Sur les modèles 2015-2017, je relève des ruptures complètes avant 120 000 km, un kilométrage dramatiquement faible. Les symptômes précurseurs incluent des bruits métalliques au démarrage et des à-coups à l’accélération. Malheureusement, quand ces signes apparaissent, il est souvent trop tard.

Consommation d’huile excessive : un fléau quotidien

Les versions 100 et 110 chevaux du PureTech souffrent d’une surconsommation d’huile alarmante. Des appoints nécessaires tous les 2000 kilomètres ne constituent pas une exception mais la norme sur ces moteurs. Cette anomalie provient de la dégradation prématurée des segments de piston.

Imaginez devoir vérifier le niveau d’huile chaque semaine et prévoir un bidon dans le coffre.
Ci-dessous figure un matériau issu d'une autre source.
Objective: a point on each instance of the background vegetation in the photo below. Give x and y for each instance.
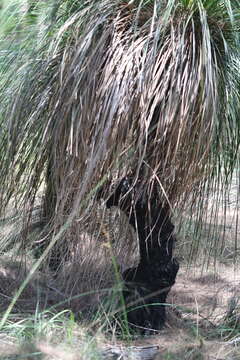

C’est la réalité quotidienne des propriétaires de ces versions défaillantes.

Les diesels HDi d’avant 2016 : à proscrire absolument

Les motorisations diesel de première génération cumulent des défauts qui peuvent rapidement transformer votre 208 en épave roulante.

Le 1.6 HDi 92 ch : le cauchemar des injecteurs Continental

Ce moteur détient le triste record des pannes les plus coûteuses sur la première génération de 208. Les injecteurs Continental équipant cette version tombent en panne dès 80 000 km avec une régularité déconcertante.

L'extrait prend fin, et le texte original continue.